Irony has a way of sneaking up on us. Just after I posted about not being able to keep up with my mail, two things happened: e-mails I sent to others bounced back with a message that said “blacklisted” and e-mail to my site stopped completely. My first thought was, “Wow, these readers take me seriously!” I was taken aback and relieved at the same time. A bit upset, I turned off my computer at about 3 p.m. Wednesday.
I didn’t boot up again until noon on Thursday. By then, I couldn’t get into my site at all—it always timed out. I tried my other sites, all subdomains. I couldn’t get into any of them. We called friends and relatives near Seattle and in Maryland. No one could get in.
I spent the next 10.5 hours trying to get into my site. Mind you, I pay a hosting company, I pay for all kinds of virus controls and firewalls, I pay for daily backup service at both my hosting company and my home, I pay for high-speed internet, I donate to my theme developer. Still, after 10.5 hours of mostly on-line chats (some over an hour long) I was told there was nothing to do but wait and see if it comes back up. I was even told I could not get my website backup file from the host until the site was accessible by me. What good is that?
Because I could not connect with my site, I couldn’t get my e-mail. And not just mail for HoneyBeeSuite, but mail for three other family blogs and one non-profit organization. I was freaking out.
It turns out that Comcast did all kinds of tests and blamed BlueHost. BlueHost did all kinds of tests and blamed Comcast. Each told me they could do nothing and I kept going back and forth between the two. After I gave up (that is, after I got timed out by BlueHost) I spent the night tossing and turning and trying to decide what I was going to do with my life now that I had no connection to the world. I considered rare insect surveys in the jungle where no ISPs lurk.
But here’s the moral of the story: the stuff I learned in that ten-hour period is amazing! I learned about CPU throttling, I learned how to run a traceroute, I learned about sites like megaproxy.com, gtmetrix.com, and downforeveryoneorjustme.com. I learned how to copy and paste from the command prompt—something I never knew I might need to know. I learned about hops (nothing to do with beer, unfortunately) and about millisecond spikes and loading parameters. Then I learned about more diagnostic sites like internetsupervision.com and telnet and helpful sites like howtogeek.com. I also learned there are some awesome online chatists out there—and some who need to transition to another line of work.

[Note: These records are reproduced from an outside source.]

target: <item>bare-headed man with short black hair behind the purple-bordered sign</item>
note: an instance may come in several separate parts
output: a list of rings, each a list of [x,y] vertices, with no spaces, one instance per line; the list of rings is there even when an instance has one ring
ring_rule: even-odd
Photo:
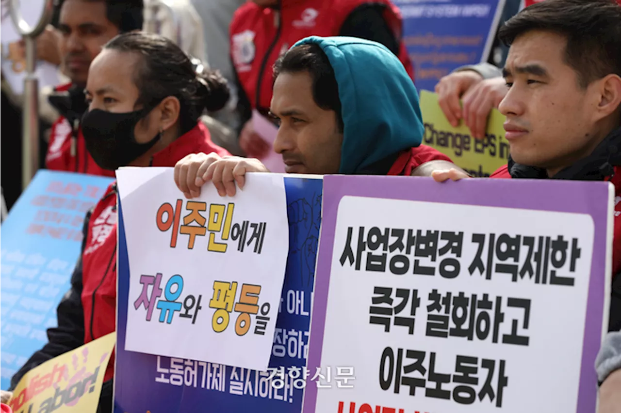
[[[510,157],[492,178],[610,180],[621,196],[619,22],[621,6],[612,0],[546,0],[507,22],[500,35],[510,44],[504,68],[509,90],[499,110],[507,117]],[[433,177],[467,175],[453,170]],[[620,216],[610,331],[621,329]]]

Early this morning my husband appeared with his laptop. “Look! Quick! Before it goes away!” And there is was, HoneyBeeSuite in all its glory. Not only that, but 30+ spam-checker approved comments (and hundreds of the other kind). That’s where the irony comes in . . . I was suddenly so grateful for all that mail—all that mail I have no time to answer!
At least for the moment things are back to normal. I apologize if I’m boring you with all this internet nonsense, but it’s all part of blogging for bees. For you geeky types, the problem appeared to be related to a 183 ms spike at hop 3. Doesn’t that tell you everything?
Rusty
HoneyBeeSuite
Lol 183ms spike on a node should not bring a connection down, several thousand ms would maybe, unless your network timeout is set really low 🙂 Glad you’re back.
I knew there would be a geek beek out there somewhere!